Bread tests and sausage sampling at Lewis Barbecue sneak peeks

Vernon (from left), Anita and Sam Bowen and Heather Pruitt. The mural is the work of artist Chris Kemp. Revelry Brewing Co. is on Conroy Street, between Meeting Street and Morrison Drive downtown. Wade Spees/Staff

Pitmaster John Lewis won’t go on the record about which cut of meat he likes best. But let’s just say it behooves his customers to venture beyond brisket at his upcoming weekly pop-up, which will function as a testing lab and promotional campaign for Lewis Barbecue.
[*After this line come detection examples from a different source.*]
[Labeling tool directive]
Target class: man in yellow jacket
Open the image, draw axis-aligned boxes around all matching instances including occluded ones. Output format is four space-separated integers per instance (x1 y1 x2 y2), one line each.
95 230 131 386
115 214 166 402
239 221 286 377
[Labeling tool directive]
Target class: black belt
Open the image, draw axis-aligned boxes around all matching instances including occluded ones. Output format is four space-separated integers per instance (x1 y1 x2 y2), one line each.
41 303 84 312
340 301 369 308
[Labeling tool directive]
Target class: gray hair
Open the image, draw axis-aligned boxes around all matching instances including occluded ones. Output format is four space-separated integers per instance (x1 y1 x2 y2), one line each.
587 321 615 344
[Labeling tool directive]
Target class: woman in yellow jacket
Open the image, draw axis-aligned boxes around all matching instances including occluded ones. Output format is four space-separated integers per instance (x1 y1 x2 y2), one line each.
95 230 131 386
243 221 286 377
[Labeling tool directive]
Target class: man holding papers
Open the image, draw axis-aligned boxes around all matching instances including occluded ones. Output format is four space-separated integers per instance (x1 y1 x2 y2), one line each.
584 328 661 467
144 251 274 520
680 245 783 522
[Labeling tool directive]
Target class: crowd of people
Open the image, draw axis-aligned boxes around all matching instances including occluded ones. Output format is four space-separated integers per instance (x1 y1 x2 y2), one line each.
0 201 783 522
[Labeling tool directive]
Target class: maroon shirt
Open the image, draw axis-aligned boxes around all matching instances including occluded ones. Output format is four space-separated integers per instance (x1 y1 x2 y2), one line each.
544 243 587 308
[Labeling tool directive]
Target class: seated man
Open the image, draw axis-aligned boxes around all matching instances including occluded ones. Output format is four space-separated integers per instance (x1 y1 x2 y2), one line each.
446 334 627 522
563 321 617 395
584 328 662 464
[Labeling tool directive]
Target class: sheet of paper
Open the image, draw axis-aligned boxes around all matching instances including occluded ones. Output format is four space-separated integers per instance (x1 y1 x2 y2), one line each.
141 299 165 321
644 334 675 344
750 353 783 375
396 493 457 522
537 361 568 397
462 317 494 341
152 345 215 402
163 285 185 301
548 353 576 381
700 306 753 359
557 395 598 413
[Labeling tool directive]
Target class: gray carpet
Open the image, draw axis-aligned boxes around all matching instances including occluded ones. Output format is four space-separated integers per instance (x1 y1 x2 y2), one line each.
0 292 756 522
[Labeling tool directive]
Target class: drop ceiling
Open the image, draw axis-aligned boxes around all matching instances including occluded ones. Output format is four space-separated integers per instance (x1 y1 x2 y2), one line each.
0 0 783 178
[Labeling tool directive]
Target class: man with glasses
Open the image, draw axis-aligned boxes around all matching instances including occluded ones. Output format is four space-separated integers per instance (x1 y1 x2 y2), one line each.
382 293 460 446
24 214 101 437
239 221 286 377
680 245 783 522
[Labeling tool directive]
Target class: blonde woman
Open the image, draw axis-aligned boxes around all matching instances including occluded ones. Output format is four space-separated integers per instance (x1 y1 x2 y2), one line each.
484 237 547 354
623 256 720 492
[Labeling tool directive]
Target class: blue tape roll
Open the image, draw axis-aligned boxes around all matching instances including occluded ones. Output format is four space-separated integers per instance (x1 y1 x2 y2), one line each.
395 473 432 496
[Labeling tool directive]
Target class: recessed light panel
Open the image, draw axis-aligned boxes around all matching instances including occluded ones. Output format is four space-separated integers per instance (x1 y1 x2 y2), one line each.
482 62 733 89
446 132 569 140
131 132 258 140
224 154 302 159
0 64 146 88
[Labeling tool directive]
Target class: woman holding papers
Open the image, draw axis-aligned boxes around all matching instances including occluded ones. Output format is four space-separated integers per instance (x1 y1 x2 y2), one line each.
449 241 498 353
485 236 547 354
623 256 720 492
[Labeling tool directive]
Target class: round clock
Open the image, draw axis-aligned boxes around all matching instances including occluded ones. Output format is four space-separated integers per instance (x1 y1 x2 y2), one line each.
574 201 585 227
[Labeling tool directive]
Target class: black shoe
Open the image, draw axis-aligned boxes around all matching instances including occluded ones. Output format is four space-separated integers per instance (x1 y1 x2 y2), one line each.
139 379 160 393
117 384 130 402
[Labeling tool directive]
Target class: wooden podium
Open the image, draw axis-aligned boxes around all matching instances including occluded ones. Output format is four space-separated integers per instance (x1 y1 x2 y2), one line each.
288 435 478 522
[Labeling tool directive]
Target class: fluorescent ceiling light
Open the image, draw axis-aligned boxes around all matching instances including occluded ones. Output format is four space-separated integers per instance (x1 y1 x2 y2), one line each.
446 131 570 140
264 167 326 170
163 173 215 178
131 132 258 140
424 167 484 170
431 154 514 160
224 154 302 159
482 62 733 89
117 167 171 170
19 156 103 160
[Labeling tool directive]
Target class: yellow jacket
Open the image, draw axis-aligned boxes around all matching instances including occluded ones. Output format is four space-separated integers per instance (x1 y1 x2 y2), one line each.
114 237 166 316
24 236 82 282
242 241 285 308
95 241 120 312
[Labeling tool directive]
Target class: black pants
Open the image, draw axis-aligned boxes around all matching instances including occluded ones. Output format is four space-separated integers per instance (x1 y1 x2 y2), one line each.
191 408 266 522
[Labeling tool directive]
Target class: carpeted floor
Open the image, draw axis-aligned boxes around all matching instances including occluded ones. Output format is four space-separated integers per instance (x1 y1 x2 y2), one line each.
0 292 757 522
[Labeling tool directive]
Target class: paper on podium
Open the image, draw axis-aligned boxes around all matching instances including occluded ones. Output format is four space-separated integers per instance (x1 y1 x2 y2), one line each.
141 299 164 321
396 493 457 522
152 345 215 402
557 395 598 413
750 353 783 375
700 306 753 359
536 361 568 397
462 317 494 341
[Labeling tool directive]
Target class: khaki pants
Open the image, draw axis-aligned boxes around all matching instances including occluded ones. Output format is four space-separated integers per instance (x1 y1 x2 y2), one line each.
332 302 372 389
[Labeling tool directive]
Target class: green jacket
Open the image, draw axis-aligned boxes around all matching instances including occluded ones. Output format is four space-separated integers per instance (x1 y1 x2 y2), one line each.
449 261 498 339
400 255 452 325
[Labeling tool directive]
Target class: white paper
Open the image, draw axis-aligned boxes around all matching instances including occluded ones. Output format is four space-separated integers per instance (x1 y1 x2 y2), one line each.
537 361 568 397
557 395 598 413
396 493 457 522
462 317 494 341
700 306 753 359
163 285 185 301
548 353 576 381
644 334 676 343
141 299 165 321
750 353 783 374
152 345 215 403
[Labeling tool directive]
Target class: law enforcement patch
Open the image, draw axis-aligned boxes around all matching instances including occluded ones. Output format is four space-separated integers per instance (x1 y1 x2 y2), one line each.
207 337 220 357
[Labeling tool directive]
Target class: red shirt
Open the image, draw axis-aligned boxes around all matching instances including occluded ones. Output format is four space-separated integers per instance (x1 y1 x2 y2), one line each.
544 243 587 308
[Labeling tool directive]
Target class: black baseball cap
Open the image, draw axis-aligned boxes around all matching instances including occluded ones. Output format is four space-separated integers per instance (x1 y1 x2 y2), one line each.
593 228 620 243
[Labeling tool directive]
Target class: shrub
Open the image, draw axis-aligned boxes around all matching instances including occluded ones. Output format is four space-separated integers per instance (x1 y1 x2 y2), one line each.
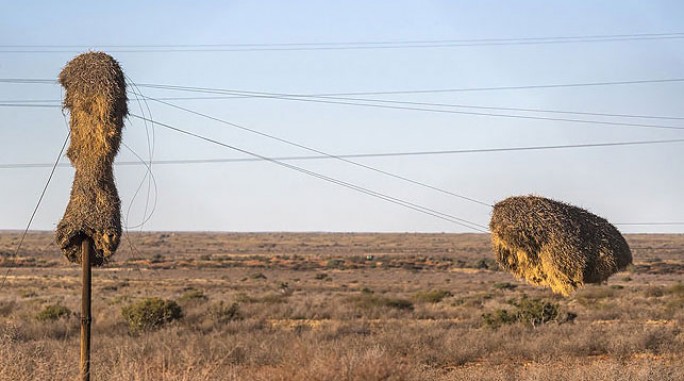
178 288 208 302
36 304 71 321
482 296 577 328
494 282 518 290
351 294 413 311
482 309 518 328
209 301 242 323
121 298 183 333
414 290 452 303
667 281 684 297
513 297 559 327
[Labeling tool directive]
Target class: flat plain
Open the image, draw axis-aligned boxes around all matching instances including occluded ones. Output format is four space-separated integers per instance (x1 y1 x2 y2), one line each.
0 232 684 381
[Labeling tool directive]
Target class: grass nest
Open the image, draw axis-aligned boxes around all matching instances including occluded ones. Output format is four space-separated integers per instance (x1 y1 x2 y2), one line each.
489 196 632 296
56 52 128 266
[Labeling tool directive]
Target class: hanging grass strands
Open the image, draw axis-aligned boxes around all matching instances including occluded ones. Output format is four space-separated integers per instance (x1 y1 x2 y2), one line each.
489 196 632 296
56 52 128 266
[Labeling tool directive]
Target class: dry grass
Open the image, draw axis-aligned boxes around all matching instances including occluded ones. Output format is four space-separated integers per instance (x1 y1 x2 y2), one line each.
56 52 128 266
0 233 684 381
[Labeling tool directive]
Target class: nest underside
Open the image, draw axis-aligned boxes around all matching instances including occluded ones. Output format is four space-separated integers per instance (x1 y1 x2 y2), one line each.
490 196 632 295
56 169 121 266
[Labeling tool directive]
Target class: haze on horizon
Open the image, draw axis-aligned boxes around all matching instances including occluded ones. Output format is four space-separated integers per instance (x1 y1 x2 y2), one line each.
0 1 684 233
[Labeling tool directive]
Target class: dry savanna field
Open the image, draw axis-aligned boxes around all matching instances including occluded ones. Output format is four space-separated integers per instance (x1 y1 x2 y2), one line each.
0 232 684 381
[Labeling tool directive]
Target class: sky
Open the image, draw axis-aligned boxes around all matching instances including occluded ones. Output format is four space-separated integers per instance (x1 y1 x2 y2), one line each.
0 1 684 233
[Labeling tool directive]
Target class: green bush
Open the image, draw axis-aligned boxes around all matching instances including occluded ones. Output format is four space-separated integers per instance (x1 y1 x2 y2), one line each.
121 298 183 333
482 296 577 328
513 297 559 327
482 309 518 328
494 282 518 290
178 288 208 302
36 304 71 321
414 290 452 303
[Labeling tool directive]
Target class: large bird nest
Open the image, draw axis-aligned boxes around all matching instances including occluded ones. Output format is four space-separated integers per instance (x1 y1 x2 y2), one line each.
56 52 128 266
489 196 632 296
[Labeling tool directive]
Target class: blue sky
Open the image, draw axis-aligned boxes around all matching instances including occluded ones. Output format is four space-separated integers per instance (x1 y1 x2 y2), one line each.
0 1 684 232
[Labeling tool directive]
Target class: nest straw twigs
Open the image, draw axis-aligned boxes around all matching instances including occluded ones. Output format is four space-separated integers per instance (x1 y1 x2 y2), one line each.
56 52 128 266
489 196 632 296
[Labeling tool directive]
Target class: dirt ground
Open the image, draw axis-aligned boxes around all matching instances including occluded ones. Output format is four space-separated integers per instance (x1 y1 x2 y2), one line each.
0 232 684 381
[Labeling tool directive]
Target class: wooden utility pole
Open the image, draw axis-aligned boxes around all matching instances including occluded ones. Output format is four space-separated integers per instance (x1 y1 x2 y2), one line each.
81 237 93 381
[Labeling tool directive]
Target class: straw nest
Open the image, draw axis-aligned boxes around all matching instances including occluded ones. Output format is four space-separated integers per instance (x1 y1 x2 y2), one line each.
56 52 128 266
489 196 632 296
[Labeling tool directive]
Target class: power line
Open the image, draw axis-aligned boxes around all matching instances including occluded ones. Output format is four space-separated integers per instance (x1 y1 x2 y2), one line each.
0 78 684 93
0 32 684 53
135 78 684 97
130 114 487 233
139 84 684 130
613 222 684 226
0 139 684 169
0 127 71 290
5 93 684 120
138 94 492 207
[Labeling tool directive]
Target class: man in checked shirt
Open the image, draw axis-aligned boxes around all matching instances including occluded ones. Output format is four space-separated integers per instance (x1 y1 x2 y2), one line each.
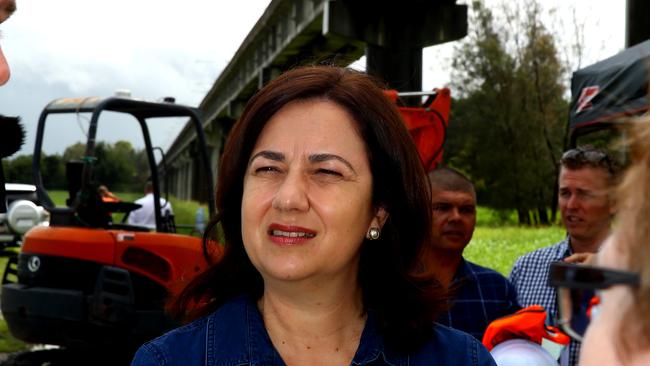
510 147 618 366
429 167 519 341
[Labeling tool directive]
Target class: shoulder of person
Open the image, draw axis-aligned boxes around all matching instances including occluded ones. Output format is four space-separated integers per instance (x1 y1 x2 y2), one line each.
411 324 496 366
134 298 248 365
131 317 208 366
465 259 506 280
515 241 564 266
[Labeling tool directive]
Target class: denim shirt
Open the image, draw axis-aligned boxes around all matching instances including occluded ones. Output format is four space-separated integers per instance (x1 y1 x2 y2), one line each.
131 297 496 366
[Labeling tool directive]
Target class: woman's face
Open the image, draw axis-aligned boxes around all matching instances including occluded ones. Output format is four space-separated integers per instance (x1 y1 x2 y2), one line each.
241 99 384 285
0 0 16 85
580 236 650 366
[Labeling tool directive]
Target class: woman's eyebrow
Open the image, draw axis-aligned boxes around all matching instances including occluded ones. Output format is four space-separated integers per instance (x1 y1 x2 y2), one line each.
248 150 284 164
309 154 357 174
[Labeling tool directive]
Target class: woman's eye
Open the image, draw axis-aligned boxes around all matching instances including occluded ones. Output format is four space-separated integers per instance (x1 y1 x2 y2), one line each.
316 169 343 177
255 166 280 174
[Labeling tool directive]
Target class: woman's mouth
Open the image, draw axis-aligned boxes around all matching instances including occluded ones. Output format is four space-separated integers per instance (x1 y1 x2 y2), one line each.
268 224 316 245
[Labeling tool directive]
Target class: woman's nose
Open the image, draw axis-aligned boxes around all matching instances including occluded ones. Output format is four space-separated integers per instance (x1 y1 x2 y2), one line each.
273 172 309 211
0 47 10 85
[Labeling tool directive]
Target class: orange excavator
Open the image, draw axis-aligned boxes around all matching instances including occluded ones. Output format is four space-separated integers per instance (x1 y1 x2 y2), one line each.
2 97 219 349
1 89 451 356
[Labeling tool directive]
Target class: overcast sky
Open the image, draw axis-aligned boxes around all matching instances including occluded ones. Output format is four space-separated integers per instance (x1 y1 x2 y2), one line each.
0 0 625 154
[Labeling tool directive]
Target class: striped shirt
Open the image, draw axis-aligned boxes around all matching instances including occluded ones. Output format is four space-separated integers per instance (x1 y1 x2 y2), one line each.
438 259 520 341
510 236 580 366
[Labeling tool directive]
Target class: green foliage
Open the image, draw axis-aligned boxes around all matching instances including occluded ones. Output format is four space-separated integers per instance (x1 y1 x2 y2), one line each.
463 226 566 276
2 141 151 191
47 190 208 234
445 0 567 224
2 155 32 184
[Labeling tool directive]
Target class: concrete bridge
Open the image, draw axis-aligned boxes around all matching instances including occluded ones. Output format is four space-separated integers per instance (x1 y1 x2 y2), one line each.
166 0 467 201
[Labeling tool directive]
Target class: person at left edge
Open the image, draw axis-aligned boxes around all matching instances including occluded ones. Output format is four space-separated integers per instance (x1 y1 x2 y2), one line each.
0 0 16 85
428 166 520 340
133 66 494 366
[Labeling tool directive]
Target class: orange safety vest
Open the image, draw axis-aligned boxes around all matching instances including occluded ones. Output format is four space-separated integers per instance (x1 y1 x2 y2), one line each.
483 305 571 351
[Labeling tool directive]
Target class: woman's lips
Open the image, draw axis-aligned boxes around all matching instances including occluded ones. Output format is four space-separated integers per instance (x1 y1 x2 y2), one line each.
267 224 316 245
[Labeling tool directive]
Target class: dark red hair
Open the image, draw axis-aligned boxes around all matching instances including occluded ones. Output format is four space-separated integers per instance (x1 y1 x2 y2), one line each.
170 66 445 351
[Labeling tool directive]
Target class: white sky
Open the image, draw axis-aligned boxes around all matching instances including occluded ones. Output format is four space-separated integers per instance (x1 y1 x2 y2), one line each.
0 0 625 154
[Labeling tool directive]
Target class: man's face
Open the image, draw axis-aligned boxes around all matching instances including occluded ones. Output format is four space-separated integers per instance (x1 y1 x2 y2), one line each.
432 188 476 252
0 0 16 85
559 167 614 246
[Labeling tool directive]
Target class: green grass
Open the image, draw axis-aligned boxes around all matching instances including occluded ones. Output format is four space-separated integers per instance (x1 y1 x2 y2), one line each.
47 190 208 234
0 203 565 352
464 226 566 276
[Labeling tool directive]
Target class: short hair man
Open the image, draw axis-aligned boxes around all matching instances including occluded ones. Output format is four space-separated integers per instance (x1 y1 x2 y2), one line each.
127 182 174 229
0 0 16 85
429 167 519 341
510 147 616 365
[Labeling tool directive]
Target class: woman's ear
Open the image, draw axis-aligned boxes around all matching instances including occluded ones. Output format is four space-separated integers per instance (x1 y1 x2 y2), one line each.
370 206 388 229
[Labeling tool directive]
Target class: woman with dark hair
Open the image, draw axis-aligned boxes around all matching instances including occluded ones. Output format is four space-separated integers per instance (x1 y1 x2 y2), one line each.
133 66 493 365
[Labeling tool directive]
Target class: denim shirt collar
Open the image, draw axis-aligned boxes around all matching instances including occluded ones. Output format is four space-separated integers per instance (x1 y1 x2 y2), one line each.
452 257 476 284
205 296 408 366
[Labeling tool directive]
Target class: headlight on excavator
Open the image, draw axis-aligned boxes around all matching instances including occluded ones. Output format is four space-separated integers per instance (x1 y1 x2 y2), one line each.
7 200 47 235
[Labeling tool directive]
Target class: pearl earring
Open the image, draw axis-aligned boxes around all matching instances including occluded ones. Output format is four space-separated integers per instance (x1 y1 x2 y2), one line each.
368 226 381 240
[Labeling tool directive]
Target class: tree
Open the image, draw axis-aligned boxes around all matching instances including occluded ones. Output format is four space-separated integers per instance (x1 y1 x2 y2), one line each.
445 0 567 224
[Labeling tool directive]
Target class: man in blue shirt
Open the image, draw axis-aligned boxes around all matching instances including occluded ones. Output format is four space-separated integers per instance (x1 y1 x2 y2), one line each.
429 167 519 340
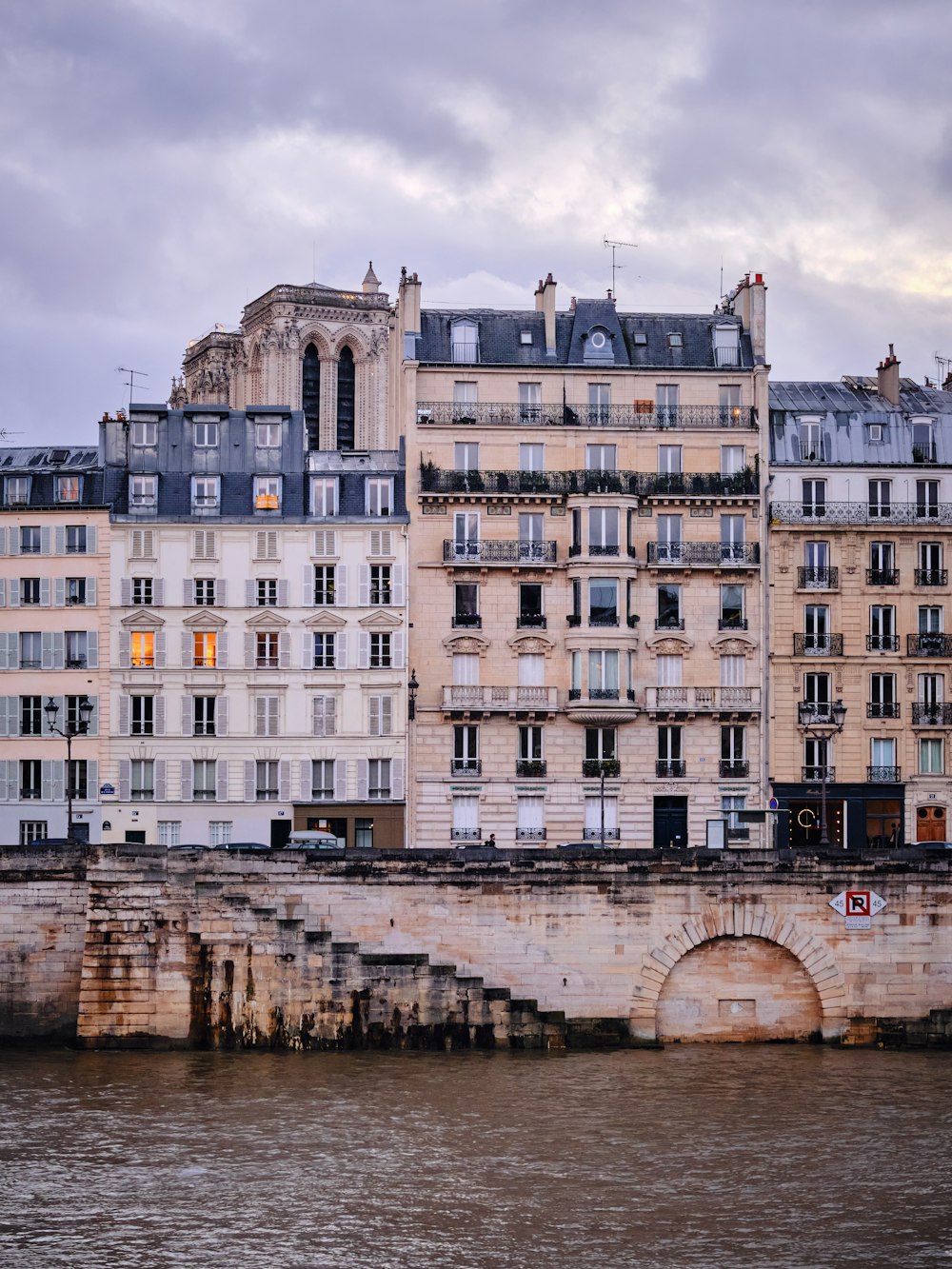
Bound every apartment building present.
[769,347,952,849]
[0,446,110,845]
[393,271,768,846]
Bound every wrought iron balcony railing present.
[416,401,757,431]
[906,631,952,656]
[797,567,839,590]
[793,635,843,656]
[913,701,952,727]
[443,538,556,565]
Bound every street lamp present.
[43,695,92,842]
[797,701,846,846]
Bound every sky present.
[0,0,952,445]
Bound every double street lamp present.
[43,695,94,842]
[797,701,846,846]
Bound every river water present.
[0,1045,952,1269]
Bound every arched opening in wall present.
[338,344,355,449]
[301,344,321,449]
[656,935,823,1043]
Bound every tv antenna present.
[602,235,639,294]
[115,366,149,414]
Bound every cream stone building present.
[769,347,952,849]
[393,273,768,846]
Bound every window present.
[54,476,83,503]
[132,578,152,608]
[129,419,159,446]
[254,476,281,511]
[370,631,393,670]
[255,759,278,802]
[191,631,218,670]
[313,564,334,606]
[159,820,182,846]
[20,697,43,736]
[255,631,279,670]
[370,564,393,605]
[255,423,281,449]
[367,758,391,798]
[129,476,159,507]
[255,578,278,608]
[129,695,155,736]
[191,476,221,509]
[129,758,155,802]
[311,758,334,802]
[191,758,218,802]
[191,697,217,736]
[367,476,393,515]
[313,632,336,670]
[311,476,338,521]
[191,422,218,449]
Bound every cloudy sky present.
[0,0,952,445]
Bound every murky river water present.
[0,1047,952,1269]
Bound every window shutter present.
[334,758,347,802]
[182,758,194,802]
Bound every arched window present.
[301,344,321,449]
[338,344,354,449]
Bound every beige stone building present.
[393,274,768,846]
[768,347,952,849]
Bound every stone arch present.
[631,902,846,1040]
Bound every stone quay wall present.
[0,846,952,1048]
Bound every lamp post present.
[43,695,92,842]
[797,701,846,846]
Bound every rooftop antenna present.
[602,235,639,296]
[115,366,149,414]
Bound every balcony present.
[793,635,843,656]
[868,701,915,721]
[645,686,761,713]
[449,758,483,775]
[913,701,952,727]
[797,568,839,590]
[443,538,556,565]
[906,631,952,656]
[655,758,686,779]
[515,758,548,779]
[865,635,899,652]
[443,683,559,710]
[865,766,902,784]
[719,758,750,781]
[416,401,757,431]
[647,542,761,568]
[582,758,622,779]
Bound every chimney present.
[876,344,899,406]
[542,273,556,357]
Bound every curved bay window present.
[338,344,355,449]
Lewis, who made his name at La Barbecue in Austin, this fall is opening his first restaurant at the North Morrison development that also houses Edmund’s Oast. Starting June 6, he’ll be warming up on Saturday afternoons at Revelry Brewing, serving brisket, pulled pork, hot guts and side dishes.

Unlike most pitmasters, Lewis makes his hot guts from scratch. The sausages are a blend of ground brisket, beef heart and beef liver, moistened by beef fat and embroidered with spices. “There just wasn’t one that seemed right,” Lewis says of his decision to produce sausage instead of purchase it.

Most Charlestonians who’ve tried the hot guts “love it, love it, love it,” but Lewis allows there’s a subset of eaters who are overwhelmed by the heat; he’s considering making a mild version for the restaurant menu.

Just like at the forthcoming restaurant, pop-up patrons will order by weight, and the barbecue will be served with pickles, onions and white bread. Over the course of the summer, Lewis hopes to experiment with breads and buns from various bakeries. He wants “something more substantial than Wonder Bread,” which is the house loaf at many of Texas’ better barbecue establishments.

Revelry Brewing is located at 10 Conroy Street, just two blocks from the Lewis Barbecue location. Barbecue service starts at high noon.